On the question of the extension, it is not a matter of ideology. The law states, and the agreement that the EU reached with us was that it would be possible to get an agreement in this time. As a general rule, we believe that deadlines, particularly in negotiations, concentrate minds; there is a risk that, if you move deadlines in this way, you simply perpetuate the negotiation. People go around the same course again and again.
There is also the point, as Lord Lamont drew out in an earlier set of questions, that maintaining the transition period would mean that the UK would be paying money into the EU—a sum that we can guess at but which is still as yet undetermined.
As the Covid-19 pandemic comes increasingly under control, as we all hope, we expect the EU to want to see a return to the operation of its rules and laws, and the UK would be subject to them and potentially subject to them in a way that would not be in our interest in a range of areas. So the judgment that we make is one not of ideology but one of practicality, but it is one that I accept that people of principle from different political traditions will disagree with.
Q25 Lord Ricketts: I want to come back briefly to police and judicial co‑operation, which, as Baroness Primarolo said, is fundamental to the safety and security of people. It has not had as much airtime in public, probably, as the trade issues. Obviously, we would become a third country at the end of the transition period. Among all the different EU instruments for co-operation between police and justice, there are different associate member arrangements for different things. No third country is an associate for all of them, and no two third countries have the same set of associate memberships; and, of course, no third country has the same scale of movement of people and, therefore, the need for caseload of crime investigation and counterterrorism as between the UK and the EU. So this is not an area where we can look for an off-the-peg solution from the EU; it has to be a bespoke, negotiated solution. Does that not put further pressure on us, in the very short timescale now available?

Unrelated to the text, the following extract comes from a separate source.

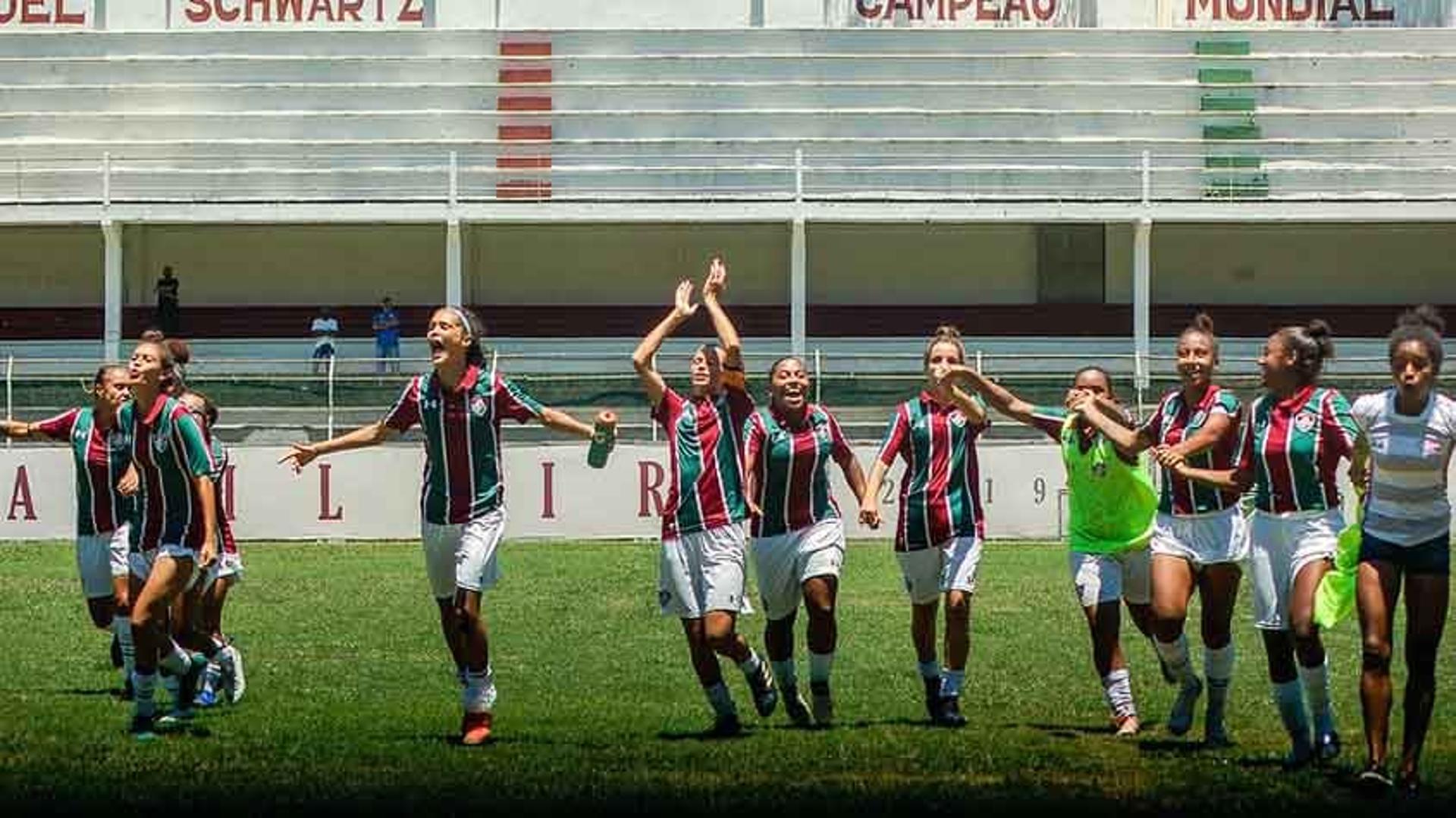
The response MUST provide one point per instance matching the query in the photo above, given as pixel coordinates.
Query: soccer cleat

Michael Gove MP: It is certainly the case—and it is a very fair point—that the area least amenable to an instant off-the-peg arrangement is security, but I believe that on both sides there is a willingness to recognise the shared interests that we all have in maximising effective security co‑operation. You are absolutely right that it is the area that requires the greatest degree of give and take on both sides, but I believe that it is in the interests of both to do that. It is a very fair challenge.
The Chair: Thank you very much, Chancellor. You have been most generous with your time, and we are very grateful for that. You are one of the busiest men in Whitehall, with critical roles in the Covid crisis and the Brexit negotiations, so we are doubly grateful. Thank you, too, for the crispness in your answers today, which has enabled us to get through quite a lot of territory. We wish you well in what is going on and look forward very much to seeing you the next time we are together.
Michael Gove MP: Thank you very much. I thank all members of the Committee. I am in your debt.